Por essa interpretação quanto à Grande Comissão, um missionário ouviu com muita dor o que disse um líder cristão africano: “vocês nos ensinaram o caminho da salvação, mas não nos ensinaram a viver como cristãos”. Jesus tem chegado a muitos lugares da África, mas muitos ainda não sabem como viver como discípulos dele pelo fato de que ninguém lhes ensinou sobre isso. A salvação chegou aos corações, mas ainda não se reflete nas atitudes.

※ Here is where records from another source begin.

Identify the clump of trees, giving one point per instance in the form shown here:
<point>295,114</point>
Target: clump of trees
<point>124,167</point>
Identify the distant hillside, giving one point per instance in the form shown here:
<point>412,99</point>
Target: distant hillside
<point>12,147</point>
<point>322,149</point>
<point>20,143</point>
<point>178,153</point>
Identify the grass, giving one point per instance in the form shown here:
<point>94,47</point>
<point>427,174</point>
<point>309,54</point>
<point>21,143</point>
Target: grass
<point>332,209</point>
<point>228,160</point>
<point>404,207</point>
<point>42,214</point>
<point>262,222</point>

Falta a muitos cristãos uma mudança de atitude com relação ao trato de crianças, adolescentes, jovens e mulheres; muitos ainda precisam mudar de atitude com relação ao casamento, relações extraconjugais, veneração a espíritos familiares e a antepassados mortos, por exemplo. Alguns dizem que o Espírito Santo se encarregará de fazer o restante do serviço. No entanto, delegar o serviço não faz parte da missão. Talvez fosse mais honesto admitirmos (como Igreja) que o ensino requer um acompanhamento insistente, muitos e variados recursos humanos e materiais, assim como reconhecermos que ensinar denota tempo, que muitos de nós, imediatistas, não estamos dispostos a isso, nem mesmo em investir.

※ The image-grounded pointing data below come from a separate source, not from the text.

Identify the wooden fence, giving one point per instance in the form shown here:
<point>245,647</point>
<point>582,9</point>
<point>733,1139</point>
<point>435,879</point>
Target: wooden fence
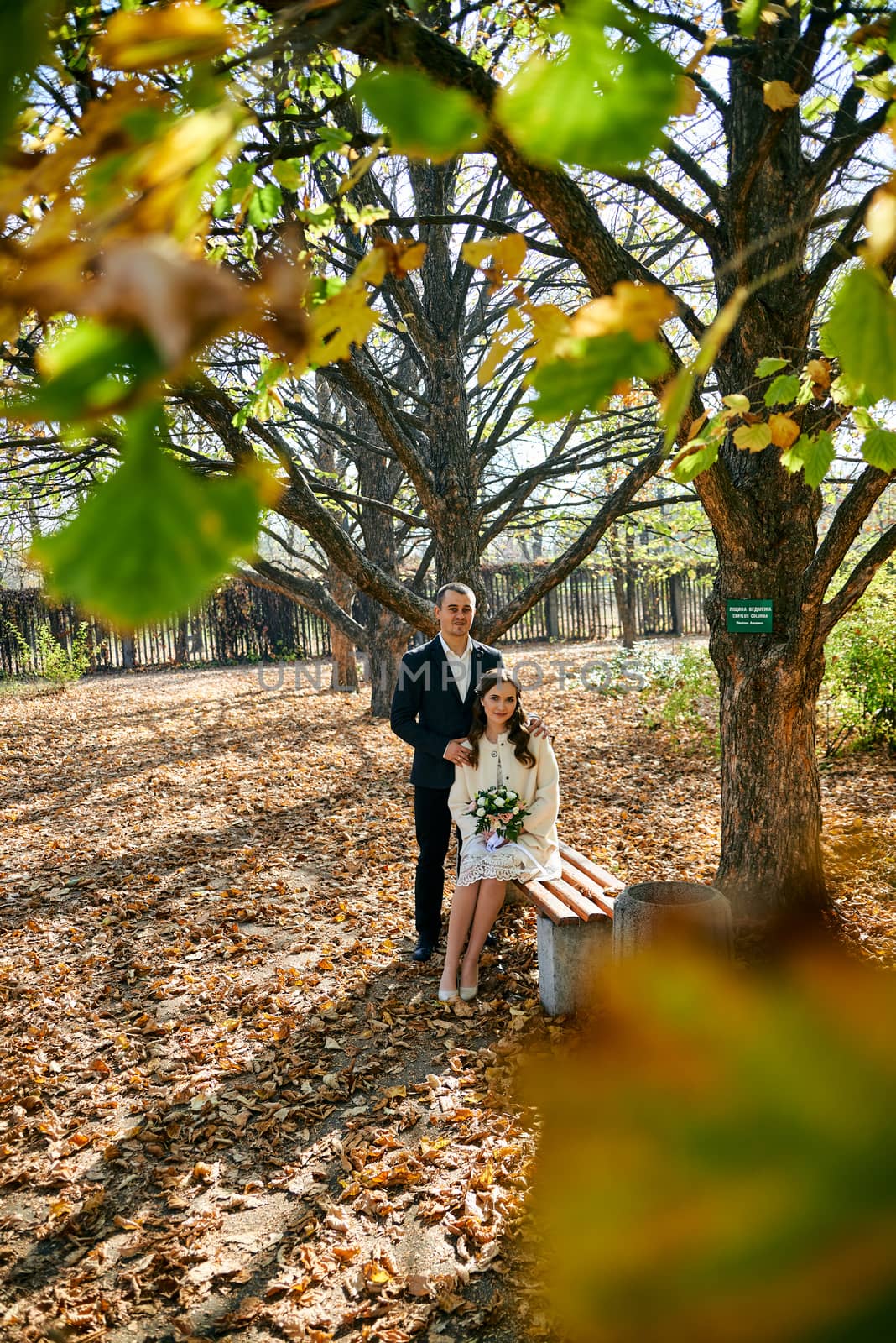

Jesus ordena: “ensinando-os a guardar”. A palavra em grego sugere uma atenção cuidadosa e diligente, prestando bastante atenção, como foi traduzido no texto acima. Os novos discípulos devem estar atentos a tudo o que está sendo ensinado, para que ocorra também uma transformação relacional, comportamental, e não apenas soteriológica. Um dos fatores para essa divisão da missão talvez seja a própria separação da Grande Comissão em dois versos bíblicos. Muitos memorizam o verso 19 e se empenham por torná-lo uma realidade. No entanto, é importante considerar que, originalmente, o texto foi escrito sem divisões, facilitando a compreensão do ouvinte daquele tempo que se tratava de uma mesma ordem.

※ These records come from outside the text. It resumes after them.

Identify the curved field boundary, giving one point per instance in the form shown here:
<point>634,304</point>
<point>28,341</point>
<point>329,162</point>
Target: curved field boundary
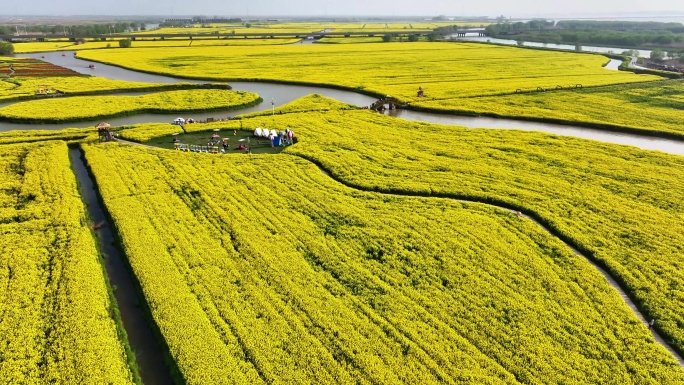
<point>131,112</point>
<point>612,281</point>
<point>516,210</point>
<point>605,126</point>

Outro aspecto refere-se às duas palavras: tanto batizar como também ensinar estão no mesmo tempo verbal. Ambos são particípio, traduzidos corretamente pelo gerúndio, conforme se encontra em nossas bíblicas, sugerindo uma ação mútua. Além disso, das 95 vezes que a palavra ensinar (e sinônimos) aparece no Novo Testamento, 62 delas estão nos evangelhos e em Atos. Realmente, Jesus e as primeiras igrejas estavam empenhadas nesse ministério.

Para alguns de nossos irmãos, a sua parte da missão está cumprida. Para Jesus, porém, apenas parte dela foi feita. Precisamos nos alegrar com uma transformação na vida humana, que é feita através da evangelização e do ensino, como o próprio Jesus deixou claro. Muitas pessoas na África ainda choram desesperadas, sem direção, embora tenham entregado suas vidas a Jesus. Outras, ainda, fazem graves e estranhas interpretações de textos bíblicos que faz com que tanto elas, como as que estão ao seu redor, continuem vivendo sob um pesado fardo espiritual.

Nós, Igreja, precisamos compreender a importância de ensinar, permitindo que os discípulos possam tanto evangelizar, como também continuar ensinando. A Grande Comissão se completa com o ensino. Assim, a Terra se alegrará, tanto pela salvação, como também pela mudança de vida diária diante da sociedade.